Die Zeitenwende für die Arbeiterklasse
Wir stehen an einem Scheideweg. Die imperialistischen Konflikte eskalieren, die Wirtschaftskrise vertieft sich, die Bourgeoisie schlägt einen immer kurzsichtigeren, aggressiven und irrationalen Kurs ein, und die Arbeiterklasse wird wie nie zuvor angegriffen. Die „Zeitenwende" ist für die herrschende Klasse eine Notwendigkeit, um ihre Macht zu sichern. Für die Arbeiterklasse ist sie eine Ankündigung des Krieges gegen ihre Lebensbedingungen.

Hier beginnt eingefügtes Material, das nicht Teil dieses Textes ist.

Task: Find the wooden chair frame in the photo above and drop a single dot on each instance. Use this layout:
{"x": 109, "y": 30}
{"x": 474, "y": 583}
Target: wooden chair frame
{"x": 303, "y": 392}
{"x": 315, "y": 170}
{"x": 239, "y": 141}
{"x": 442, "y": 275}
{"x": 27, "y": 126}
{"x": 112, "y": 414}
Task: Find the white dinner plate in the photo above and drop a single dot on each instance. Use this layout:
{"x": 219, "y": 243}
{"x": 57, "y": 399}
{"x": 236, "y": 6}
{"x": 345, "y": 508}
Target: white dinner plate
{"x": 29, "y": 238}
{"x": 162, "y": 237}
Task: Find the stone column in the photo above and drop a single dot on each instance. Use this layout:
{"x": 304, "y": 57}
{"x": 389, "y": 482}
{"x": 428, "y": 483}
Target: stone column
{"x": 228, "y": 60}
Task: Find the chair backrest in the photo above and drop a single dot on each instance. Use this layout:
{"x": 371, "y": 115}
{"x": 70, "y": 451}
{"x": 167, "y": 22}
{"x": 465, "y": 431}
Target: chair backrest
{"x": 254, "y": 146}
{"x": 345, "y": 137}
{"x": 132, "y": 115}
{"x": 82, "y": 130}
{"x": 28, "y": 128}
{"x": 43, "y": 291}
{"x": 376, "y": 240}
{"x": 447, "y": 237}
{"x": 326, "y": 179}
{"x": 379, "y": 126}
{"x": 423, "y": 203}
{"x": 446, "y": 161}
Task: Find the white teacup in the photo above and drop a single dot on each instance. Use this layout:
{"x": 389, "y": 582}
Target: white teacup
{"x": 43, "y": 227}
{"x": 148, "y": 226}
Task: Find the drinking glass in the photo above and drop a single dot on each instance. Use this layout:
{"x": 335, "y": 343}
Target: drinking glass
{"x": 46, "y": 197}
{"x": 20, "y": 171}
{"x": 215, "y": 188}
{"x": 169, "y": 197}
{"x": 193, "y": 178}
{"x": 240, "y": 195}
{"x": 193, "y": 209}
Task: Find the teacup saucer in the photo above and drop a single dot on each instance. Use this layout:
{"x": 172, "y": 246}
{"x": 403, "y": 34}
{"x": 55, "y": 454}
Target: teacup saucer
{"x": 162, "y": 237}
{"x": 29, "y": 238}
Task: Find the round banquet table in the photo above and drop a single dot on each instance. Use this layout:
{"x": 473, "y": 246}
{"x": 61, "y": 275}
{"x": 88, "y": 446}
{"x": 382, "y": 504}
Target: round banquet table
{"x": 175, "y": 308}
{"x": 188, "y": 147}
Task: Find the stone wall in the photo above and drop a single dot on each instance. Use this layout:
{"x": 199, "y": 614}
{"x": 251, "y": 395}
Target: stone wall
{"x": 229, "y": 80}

Die Illusion, dass dieser Kurs durch einen Wechsel der politischen Führer oder eine „Demokratisierung" umgekehrt werden kann, ist gefährlich. Das Problem ist nicht Trump, Merz oder die AfD, sondern das kapitalistische System selbst, das durch Ausbeutung und Krieg lebt. Die Militarisierung ist der Ausdruck der Dekadenz des Kapitalismus, der seine eigene Zerstörung vorantreibt.
Die Aufgabe der Arbeiterklasse ist klar: Wir müssen unsere eigenen Klasseninteressen verteidigen und uns nicht in Volksfronten hinter bürgerliche Parolen einreihen. Wir müssen den Kampf gegen die sozialen Angriffe mit dem Kampf gegen den Krieg verbinden. Die internationale Solidarität der Arbeiterklasse ist die einzige Waffe, die wir haben, um gegen die imperialistischen Mächte und ihre Kriege zu kämpfen.
Die „Büchse der Pandora" ist geöffnet. Der Kapitalismus führt uns in den Abgrund. Nur der revolutionäre Kampf der ausgebeuteten Klasse kann die Menschheit retten. Die Zeitenwende ist gekommen – nicht für die Bourgeoisie, sondern für die Arbeiterklasse, die sich weigern muss, die Opfer der imperialistischen Barbarei zu sein.